I had right eye cataract on Dec 28th with Restor 12.0D +3.
Left eye cataract surgery on Jan 13th with Restor 11.0D +3

My right eye is pretty good, I can see 95% of the time but using -.5 eyeglass prescription makes everything so much sharper.  

Left eye is still blurry and feels more like "vaseline vision".  It also feels like something is in my left eye, no pain at all just very slight sensation.  Also, when I try looking with just my left eye, there is no distance which is in complete focus, every distance is still blurry, even 3-4 feet.  My right eye can focus 2-6 feet distance perfectly.  

I went to the eye doctor today and they did the OCT scan (without dilation) and said I do not have CME. I am still taking megabrom eye drops twice a day. (8 weeks total).

Doctor told me to add refresh tears and continue with megabrom.  He also said that I shouldn't be comparing each eye separately as IOL's need to work together but I feel like my left eye should be in focus somewhere in my field of vision and when I use both eyes, I feel like my right eye is doing all the work.

Is it possible my lens power in my left eye is incorrect, hence no in focus vision at any distance?
Will the vaseline vision spontaneously go away?
Could the OCT test have been incorrect and just couldn't detect early CME?

Thank you.
2 Responses
Avatar universal
If there is no distance in complete focus with your left eye, I'd wonder whether you have some uncorrected astigmatism which may be the issue, you don't mention that. Did they tell you what your refraction is, the prescription you'd need for distance correction, both sphere and cylinder?

Unfortunately "vaseline vision"  is a symptom that may have multiple causes, a search turns up some examples such as refractive error:

"Laser enhancement may provide solution to 'waxy vision' complaints"

Or lens centration:

"• Centration. “Vaseline vision” after cataract surgery with a multifocal IOL often results from a large angle kappa, even when the lens is well centered within the capsular bag.
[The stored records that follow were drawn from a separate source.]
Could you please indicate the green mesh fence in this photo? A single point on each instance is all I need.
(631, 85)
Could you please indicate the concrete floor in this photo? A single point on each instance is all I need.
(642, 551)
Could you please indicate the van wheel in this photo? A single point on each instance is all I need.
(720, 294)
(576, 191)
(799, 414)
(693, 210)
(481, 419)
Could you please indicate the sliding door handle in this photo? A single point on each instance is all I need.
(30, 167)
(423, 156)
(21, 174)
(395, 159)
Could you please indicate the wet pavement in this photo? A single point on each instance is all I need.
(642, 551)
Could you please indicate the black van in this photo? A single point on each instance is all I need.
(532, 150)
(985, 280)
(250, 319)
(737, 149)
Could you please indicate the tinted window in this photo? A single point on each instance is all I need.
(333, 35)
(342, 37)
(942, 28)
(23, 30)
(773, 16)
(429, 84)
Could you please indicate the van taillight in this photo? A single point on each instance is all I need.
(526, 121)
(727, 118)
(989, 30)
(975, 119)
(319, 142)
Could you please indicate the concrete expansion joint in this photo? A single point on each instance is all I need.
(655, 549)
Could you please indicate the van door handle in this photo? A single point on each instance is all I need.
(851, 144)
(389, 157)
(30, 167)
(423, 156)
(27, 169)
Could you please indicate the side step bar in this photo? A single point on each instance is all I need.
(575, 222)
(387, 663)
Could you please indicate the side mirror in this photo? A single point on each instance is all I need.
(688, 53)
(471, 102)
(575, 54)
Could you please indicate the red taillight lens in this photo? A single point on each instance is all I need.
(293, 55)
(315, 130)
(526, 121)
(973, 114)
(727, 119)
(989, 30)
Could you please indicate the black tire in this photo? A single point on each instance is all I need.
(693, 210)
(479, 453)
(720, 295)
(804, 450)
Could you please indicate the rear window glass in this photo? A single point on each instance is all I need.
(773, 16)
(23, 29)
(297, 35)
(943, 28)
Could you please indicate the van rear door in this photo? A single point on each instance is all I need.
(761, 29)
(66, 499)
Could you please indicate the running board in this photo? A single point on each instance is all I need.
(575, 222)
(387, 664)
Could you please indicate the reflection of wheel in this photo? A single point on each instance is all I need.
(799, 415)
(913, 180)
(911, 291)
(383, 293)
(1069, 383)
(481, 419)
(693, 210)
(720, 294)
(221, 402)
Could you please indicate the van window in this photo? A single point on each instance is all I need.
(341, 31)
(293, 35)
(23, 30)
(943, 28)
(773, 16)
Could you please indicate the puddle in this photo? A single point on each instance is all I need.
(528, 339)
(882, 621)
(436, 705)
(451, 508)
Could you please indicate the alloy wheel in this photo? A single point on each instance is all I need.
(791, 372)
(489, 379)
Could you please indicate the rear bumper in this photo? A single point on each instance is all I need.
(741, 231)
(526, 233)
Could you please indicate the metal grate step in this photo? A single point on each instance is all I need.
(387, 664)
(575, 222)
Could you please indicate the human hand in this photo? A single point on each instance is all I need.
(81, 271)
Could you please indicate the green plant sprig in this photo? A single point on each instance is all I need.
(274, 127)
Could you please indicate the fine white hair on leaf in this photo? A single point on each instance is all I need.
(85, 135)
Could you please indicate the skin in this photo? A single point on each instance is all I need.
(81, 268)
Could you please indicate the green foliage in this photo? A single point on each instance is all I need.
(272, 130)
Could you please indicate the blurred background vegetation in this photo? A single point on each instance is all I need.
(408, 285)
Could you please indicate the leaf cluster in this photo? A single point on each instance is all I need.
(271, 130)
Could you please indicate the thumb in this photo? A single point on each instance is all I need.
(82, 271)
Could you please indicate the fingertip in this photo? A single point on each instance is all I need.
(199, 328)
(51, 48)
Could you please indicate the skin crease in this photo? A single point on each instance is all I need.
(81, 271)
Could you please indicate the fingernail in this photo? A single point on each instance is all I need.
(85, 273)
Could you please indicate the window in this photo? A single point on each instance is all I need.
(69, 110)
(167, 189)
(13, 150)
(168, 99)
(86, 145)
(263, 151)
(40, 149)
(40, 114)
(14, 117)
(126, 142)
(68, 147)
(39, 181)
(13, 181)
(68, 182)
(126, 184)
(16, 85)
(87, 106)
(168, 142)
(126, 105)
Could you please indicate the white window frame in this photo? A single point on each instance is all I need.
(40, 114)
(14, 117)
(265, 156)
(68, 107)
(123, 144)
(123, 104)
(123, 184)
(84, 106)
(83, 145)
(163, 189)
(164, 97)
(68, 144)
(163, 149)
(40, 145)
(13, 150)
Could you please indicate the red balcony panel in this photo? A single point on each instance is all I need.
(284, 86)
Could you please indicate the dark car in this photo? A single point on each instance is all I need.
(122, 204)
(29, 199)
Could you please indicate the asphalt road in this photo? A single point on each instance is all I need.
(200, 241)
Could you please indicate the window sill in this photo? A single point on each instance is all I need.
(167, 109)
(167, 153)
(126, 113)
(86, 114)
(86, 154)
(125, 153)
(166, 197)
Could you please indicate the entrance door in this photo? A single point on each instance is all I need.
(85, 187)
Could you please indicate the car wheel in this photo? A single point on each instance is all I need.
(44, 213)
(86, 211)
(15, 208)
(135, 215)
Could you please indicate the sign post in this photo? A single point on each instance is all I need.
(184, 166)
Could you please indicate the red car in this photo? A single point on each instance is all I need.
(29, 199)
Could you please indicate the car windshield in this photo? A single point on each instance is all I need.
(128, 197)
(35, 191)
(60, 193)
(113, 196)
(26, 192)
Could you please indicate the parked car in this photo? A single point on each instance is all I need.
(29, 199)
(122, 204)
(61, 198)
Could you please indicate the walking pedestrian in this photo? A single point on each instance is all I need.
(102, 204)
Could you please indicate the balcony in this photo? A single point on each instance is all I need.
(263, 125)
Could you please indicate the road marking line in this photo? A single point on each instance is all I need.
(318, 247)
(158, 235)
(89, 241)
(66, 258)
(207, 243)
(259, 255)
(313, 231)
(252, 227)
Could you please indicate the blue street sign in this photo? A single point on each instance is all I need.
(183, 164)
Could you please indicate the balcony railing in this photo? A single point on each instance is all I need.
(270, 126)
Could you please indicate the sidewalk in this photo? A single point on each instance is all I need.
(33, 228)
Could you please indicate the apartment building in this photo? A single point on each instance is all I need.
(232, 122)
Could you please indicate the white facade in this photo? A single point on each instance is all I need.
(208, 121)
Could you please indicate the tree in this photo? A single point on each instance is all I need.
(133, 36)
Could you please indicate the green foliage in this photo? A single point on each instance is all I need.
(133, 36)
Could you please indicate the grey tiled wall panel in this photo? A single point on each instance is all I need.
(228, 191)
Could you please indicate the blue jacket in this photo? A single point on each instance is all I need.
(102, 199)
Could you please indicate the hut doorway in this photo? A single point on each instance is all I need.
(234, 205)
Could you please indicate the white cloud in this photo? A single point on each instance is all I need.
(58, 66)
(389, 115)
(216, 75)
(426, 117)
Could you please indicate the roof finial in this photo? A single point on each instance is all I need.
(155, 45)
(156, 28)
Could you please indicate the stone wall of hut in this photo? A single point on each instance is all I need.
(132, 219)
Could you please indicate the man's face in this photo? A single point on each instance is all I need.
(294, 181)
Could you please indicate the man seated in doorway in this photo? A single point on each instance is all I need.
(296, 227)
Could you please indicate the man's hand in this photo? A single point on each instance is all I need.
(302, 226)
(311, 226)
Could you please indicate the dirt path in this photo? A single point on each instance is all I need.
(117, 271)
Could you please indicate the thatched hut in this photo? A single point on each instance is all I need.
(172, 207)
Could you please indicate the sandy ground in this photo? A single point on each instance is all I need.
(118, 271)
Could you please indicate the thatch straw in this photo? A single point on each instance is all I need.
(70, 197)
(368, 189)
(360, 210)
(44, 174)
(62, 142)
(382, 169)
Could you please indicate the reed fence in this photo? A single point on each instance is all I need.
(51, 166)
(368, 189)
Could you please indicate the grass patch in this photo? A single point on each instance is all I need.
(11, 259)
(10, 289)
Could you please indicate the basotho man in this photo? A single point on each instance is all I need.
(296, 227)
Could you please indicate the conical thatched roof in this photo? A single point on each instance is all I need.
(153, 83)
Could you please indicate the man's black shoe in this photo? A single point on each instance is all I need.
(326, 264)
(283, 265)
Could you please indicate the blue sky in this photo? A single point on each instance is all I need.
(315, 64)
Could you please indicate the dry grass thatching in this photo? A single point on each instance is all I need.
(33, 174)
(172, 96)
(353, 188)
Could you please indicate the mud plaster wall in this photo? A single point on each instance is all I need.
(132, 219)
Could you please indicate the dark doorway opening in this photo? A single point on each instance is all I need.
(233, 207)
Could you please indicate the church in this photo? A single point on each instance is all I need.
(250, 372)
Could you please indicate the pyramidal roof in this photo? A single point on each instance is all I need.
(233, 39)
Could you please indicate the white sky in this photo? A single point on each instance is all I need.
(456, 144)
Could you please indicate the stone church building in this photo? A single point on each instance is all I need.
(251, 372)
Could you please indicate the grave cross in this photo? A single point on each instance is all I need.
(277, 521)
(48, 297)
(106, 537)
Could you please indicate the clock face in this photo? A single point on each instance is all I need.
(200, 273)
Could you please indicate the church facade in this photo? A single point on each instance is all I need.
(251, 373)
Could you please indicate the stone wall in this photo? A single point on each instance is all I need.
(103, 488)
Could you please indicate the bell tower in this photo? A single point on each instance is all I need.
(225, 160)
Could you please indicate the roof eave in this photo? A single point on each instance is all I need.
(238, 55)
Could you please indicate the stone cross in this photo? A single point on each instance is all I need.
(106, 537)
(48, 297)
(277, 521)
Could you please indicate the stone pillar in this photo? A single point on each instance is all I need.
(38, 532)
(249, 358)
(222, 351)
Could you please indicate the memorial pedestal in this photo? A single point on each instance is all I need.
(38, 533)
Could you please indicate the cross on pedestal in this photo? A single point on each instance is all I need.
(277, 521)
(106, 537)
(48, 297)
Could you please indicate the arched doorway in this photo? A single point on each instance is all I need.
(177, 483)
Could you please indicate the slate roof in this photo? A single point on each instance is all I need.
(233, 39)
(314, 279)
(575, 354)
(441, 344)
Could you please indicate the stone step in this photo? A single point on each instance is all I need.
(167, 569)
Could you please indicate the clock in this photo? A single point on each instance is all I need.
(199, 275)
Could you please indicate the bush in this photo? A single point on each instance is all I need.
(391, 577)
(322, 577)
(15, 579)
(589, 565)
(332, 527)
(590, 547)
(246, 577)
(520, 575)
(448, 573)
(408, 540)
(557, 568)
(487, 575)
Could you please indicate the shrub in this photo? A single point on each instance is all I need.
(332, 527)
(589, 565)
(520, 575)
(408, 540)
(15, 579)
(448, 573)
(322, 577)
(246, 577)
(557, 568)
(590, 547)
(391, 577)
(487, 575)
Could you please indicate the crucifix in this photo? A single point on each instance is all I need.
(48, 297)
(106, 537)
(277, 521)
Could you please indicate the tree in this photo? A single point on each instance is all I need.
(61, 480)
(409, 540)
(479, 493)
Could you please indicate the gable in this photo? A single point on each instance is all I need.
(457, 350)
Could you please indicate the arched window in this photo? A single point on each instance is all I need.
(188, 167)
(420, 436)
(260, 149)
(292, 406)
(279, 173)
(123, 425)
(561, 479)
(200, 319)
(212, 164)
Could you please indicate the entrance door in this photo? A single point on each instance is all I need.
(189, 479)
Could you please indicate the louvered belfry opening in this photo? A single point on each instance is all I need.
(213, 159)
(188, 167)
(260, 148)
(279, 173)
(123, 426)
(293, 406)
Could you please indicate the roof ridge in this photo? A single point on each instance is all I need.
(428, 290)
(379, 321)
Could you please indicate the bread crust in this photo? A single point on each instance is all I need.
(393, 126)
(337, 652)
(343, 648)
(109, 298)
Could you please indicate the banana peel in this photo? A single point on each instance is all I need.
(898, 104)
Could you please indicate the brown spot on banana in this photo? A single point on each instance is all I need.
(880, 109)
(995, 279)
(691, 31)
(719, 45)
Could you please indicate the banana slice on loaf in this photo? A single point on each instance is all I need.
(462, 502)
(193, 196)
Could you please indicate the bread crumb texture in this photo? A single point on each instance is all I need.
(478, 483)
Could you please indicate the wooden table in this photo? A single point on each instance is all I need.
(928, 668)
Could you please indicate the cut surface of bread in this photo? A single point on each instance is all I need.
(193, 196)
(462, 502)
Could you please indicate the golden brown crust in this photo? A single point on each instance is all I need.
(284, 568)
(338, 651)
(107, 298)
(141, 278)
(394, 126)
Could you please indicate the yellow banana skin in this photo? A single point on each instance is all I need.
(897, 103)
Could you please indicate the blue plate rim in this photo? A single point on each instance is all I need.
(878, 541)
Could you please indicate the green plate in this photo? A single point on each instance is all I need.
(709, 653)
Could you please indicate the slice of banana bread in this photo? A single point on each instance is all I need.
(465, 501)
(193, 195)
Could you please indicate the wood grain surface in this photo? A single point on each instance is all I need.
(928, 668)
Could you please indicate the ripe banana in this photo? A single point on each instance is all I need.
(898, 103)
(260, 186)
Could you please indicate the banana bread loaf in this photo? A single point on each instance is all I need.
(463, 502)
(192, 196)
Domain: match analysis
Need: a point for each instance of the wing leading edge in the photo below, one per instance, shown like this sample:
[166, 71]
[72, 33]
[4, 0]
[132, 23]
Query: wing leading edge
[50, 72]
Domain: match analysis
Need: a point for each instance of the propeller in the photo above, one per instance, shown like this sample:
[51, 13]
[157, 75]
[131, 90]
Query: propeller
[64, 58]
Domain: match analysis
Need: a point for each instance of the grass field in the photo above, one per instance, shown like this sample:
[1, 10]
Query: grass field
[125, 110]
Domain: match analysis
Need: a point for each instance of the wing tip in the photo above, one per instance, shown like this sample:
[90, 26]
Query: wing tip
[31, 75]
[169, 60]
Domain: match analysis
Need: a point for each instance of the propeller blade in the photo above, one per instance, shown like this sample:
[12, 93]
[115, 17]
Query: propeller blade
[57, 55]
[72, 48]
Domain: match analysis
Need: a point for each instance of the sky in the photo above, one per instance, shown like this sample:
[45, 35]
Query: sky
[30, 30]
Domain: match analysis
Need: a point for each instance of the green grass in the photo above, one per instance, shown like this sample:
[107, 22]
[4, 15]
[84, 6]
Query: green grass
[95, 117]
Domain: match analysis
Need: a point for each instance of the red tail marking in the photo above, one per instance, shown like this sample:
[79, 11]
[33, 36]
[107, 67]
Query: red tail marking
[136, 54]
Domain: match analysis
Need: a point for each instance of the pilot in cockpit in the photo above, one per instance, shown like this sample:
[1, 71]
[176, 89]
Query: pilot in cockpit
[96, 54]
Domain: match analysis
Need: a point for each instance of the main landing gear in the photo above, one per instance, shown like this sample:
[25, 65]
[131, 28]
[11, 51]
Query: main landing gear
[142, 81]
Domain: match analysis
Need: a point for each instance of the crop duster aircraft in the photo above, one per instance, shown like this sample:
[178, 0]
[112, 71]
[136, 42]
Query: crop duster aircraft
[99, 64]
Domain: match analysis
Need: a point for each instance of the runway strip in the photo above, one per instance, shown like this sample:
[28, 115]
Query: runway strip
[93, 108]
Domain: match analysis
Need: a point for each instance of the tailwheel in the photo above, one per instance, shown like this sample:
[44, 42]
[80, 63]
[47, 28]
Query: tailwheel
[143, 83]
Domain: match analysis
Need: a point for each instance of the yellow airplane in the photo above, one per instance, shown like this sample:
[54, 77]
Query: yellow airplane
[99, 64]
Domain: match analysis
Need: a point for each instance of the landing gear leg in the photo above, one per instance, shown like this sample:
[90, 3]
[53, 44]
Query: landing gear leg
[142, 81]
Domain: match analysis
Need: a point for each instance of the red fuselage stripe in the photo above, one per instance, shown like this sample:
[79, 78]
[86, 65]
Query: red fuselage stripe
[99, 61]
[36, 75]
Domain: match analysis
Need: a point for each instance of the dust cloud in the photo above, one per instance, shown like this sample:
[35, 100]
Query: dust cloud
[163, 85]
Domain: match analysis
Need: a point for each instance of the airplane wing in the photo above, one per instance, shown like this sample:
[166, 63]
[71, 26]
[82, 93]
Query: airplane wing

Intraoperative centration is critical, although postoperative intervention is a possibility. Laser iridoplasty to re-center the pupil has been shown to improve visual acuity, but this is only an option in mild cases of decentration."

When it mentions "angle kapp", it is referring to:

"However, if the patient has significant angle kappa, the pupillary axis is not in alignment with the visual axis, which leads to patient dissatisfaction even
when the lens appears to be well centered. "

i.e. with some people the line going through the center of their vision, their visual axis, doesn't go through the center of the pupil, so a lens centered on the center of the pupil may be off center from the perspective of the patient.